Last week, I decided to try biking to work. With the best intentions, I researched potential routes, gathered weather-appropriate gear, and purchased a safety light and reflective vest. Rain was expected for Monday, so Max loaned me a rain jacket. I felt prepared and excited.
Things did not go according to plan.
Leaving the house, there were some ominous clouds in the distance, but no rain just yet. Cruising along the route as planned, I was quickly reminded how little physical exertion I’m accustomed to. Sweating through three layers, I arrived in a quiet neighborhood and estimated that it was the halfway point. Someone’s adorable golden retriever got loose and began running along the road beside me, which was encouraging. But in a moment, the dog miscalculated his enthusiasm and crashed into the back wheel. Shocked and convinced that I had just killed my spirit animal, I threw the bike into a ditch and ran back.

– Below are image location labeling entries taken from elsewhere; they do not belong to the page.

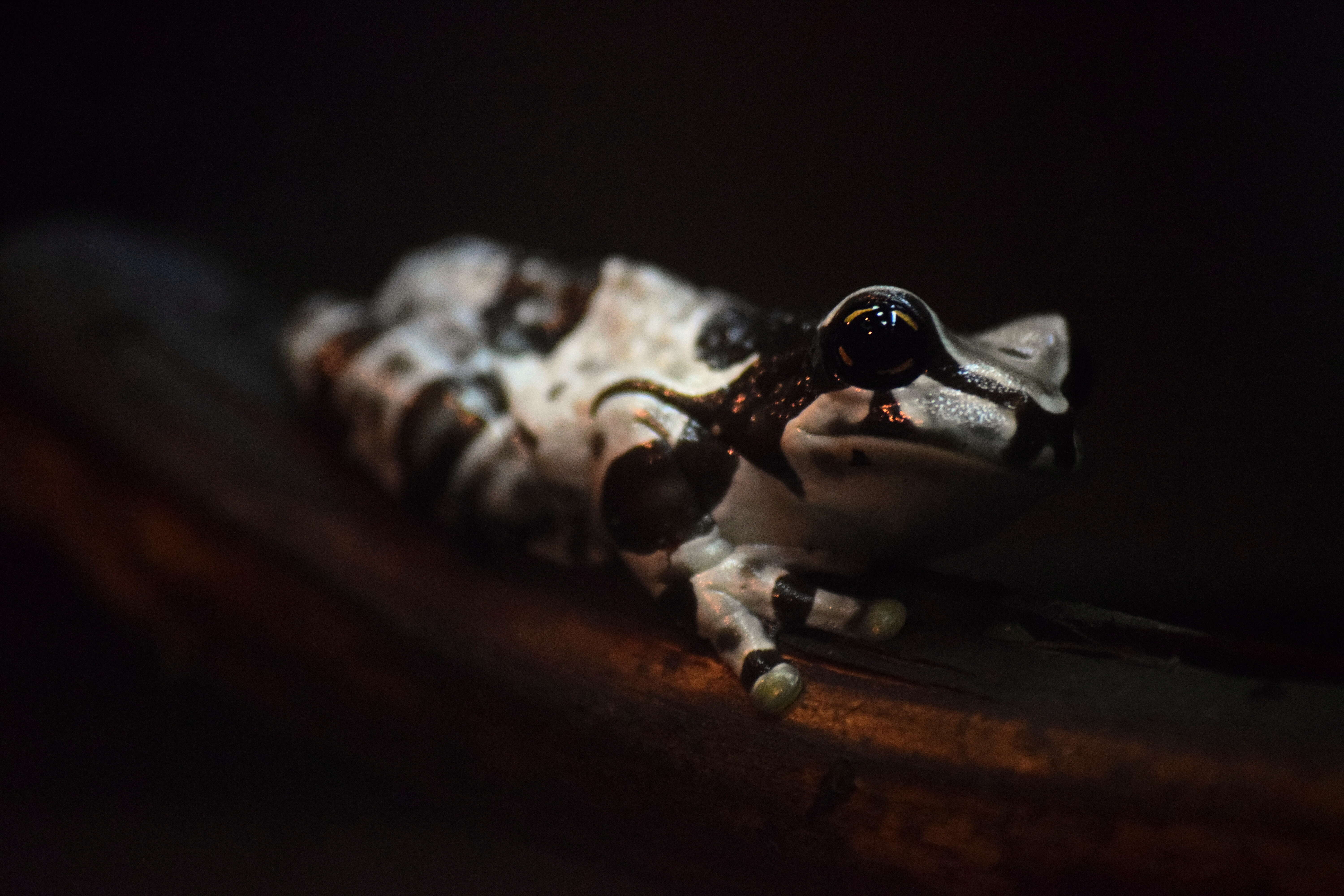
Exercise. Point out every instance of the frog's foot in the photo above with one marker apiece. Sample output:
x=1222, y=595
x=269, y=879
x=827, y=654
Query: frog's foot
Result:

After several minutes of pure panic, the dog was actually running around like normal, so it was time to go. Arriving at the next intersection, however, it was clear that someone (the map or I) had really messed up. Not only was I tired and very late for work, I was also lost.
Cue torrential downpour.
For a minute, I considered calling someone from the office to come find me. It also became apparent that Max’s jacket was not suited for rain at all. But another half mile down the road, I finally found a familiar road and knew the office wasn’t too far. Distance is relative when you’re struggling to maneuver a bike uphill on a busy road in the rain. Finally I arrived at the office, exhaused and soaking wet, a full hour late.
Where did it all go wrong?
Sure there are things I could’ve done differently. Bike the route ahead of time, get an earlier start, bring an actual rain jacket… details.
Will I ever bike again?
Absolutely. Maybe even tomorrow. But I’ll probably catch a ride from a coworker in the morning and stick to the mostly-downhill ride home for now.